Docker tutorial: Custom cloud environments for Jupyter notebooks

Anton Kovalsky

This is a step-by-step guide for 1) building and publishing a custom Docker image and 2) running a Jupyter Notebook on Terra using a Docker image modified to include additional packages.

1. Clone the Git repository with the base images

First you should download all of our base images by cloning the Terra GitHub repository (you can grab them all at once!).

1. Start by finding the green “Clone or download” button in the GitHub repo page and copying the URL

Screen_Shot_2019-12-03_at_11.45.39_PM.png

2. Open your terminal and put in the command “Git clone [link]” using the link you found in the previous step.

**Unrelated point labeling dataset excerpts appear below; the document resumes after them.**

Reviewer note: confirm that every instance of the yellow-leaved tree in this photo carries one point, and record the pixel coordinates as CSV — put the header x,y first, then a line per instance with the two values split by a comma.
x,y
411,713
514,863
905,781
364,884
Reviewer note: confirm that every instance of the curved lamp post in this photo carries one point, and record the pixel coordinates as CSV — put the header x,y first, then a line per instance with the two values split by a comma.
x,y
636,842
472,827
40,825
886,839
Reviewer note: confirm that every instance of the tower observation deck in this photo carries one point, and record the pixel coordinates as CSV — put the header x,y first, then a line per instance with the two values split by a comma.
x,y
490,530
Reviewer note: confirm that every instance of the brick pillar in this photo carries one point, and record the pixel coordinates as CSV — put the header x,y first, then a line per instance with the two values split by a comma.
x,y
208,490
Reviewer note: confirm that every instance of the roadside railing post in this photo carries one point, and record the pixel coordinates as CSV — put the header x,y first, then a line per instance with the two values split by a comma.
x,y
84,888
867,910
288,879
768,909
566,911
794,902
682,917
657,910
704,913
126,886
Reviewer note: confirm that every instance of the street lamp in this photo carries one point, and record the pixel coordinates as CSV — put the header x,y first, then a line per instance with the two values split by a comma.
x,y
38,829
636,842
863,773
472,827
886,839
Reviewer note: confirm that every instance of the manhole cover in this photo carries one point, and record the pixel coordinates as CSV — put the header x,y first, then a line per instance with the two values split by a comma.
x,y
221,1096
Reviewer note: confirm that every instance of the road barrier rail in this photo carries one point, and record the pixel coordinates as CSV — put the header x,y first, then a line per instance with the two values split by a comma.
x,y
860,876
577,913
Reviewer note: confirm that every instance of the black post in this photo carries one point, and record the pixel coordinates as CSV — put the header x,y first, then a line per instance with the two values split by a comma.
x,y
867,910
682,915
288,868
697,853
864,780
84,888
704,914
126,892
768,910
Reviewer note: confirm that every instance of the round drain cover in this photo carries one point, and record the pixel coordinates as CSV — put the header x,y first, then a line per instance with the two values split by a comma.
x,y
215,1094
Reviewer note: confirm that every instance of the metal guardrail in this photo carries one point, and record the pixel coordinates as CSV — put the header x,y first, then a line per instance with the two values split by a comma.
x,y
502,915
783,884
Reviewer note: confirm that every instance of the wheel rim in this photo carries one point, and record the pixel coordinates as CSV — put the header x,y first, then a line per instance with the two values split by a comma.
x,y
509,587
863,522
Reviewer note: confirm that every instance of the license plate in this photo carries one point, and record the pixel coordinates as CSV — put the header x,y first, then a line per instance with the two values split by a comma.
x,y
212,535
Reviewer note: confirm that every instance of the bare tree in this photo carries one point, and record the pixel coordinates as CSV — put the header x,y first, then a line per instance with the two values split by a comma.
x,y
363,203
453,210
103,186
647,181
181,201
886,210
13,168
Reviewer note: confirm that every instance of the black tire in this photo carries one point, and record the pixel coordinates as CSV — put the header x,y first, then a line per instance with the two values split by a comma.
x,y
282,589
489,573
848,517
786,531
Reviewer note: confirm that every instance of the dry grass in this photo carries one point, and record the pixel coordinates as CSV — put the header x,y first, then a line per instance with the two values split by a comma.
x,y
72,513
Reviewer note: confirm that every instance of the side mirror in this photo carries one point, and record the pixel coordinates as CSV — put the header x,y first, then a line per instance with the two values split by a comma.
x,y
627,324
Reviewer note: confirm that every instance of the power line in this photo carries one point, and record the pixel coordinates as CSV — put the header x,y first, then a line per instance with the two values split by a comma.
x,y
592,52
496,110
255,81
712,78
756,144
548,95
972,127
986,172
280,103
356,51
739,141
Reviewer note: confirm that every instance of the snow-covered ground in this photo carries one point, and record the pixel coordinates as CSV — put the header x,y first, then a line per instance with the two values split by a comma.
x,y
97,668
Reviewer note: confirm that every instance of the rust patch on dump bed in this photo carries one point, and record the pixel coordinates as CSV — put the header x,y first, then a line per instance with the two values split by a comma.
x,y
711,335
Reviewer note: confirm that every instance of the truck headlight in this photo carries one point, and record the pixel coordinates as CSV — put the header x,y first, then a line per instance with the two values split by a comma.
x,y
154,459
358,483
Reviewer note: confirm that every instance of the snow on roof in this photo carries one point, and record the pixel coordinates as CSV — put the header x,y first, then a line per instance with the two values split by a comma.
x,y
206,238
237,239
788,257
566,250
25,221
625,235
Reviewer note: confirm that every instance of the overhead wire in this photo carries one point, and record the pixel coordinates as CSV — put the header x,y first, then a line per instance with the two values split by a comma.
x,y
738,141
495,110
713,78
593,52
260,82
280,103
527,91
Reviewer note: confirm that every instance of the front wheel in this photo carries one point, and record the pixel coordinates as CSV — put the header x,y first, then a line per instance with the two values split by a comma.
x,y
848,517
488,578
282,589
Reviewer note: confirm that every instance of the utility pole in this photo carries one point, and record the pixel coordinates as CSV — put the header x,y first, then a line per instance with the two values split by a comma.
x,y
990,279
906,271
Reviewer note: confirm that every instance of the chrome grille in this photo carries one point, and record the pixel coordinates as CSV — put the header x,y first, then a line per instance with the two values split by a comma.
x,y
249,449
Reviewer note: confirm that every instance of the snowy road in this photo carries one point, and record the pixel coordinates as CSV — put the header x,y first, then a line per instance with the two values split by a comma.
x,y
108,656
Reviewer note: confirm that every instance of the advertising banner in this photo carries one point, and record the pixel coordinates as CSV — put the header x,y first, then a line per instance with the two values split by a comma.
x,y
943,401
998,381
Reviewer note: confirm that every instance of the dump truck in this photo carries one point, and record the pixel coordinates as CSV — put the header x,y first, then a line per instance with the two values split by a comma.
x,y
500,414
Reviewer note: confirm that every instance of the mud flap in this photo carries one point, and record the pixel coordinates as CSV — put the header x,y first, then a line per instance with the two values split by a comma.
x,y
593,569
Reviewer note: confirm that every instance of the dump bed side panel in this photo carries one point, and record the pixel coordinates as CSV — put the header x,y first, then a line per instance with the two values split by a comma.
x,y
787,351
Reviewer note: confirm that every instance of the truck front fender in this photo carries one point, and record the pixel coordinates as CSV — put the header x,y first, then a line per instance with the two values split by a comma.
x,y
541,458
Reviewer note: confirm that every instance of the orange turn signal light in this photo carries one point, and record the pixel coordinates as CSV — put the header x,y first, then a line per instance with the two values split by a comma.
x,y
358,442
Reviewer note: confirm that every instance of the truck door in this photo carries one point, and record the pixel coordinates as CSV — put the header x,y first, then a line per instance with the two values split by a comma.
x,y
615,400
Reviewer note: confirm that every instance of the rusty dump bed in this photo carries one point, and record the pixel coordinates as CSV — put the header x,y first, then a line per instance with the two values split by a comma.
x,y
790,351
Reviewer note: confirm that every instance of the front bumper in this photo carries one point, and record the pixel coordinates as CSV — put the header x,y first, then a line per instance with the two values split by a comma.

Upon executing this command, you’ll see something like this:

Screen_Shot_2019-12-03_at_11.37.26_PM.png

You should now have our entire collection of Docker base images on your local machine in a new directory called “terra-docker”. Inside this directory you should see a folder terra-jupyter-r. This is the image we will modify in this tutorial.

2. Modify a Docker file to make one that meets your needs  

The next step is to modify one of the base Docker files and “build an instance” of your desired Docker image (this involves just one command, but can take your computer some time to accomplish).

Find the folder terra-jupyter-r (by typing in “terra-jupyter-r” in your Finder search bar, for example) and open the Docker file (conveniently called “Dockerfile”) in your favorite text editor:

Screen_Shot_2019-12-04_at_12.15.04_AM.png

If you scroll through this file, at the bottom you should see a list of R packages, mostly installed with BiocManager. This is where you will add our package.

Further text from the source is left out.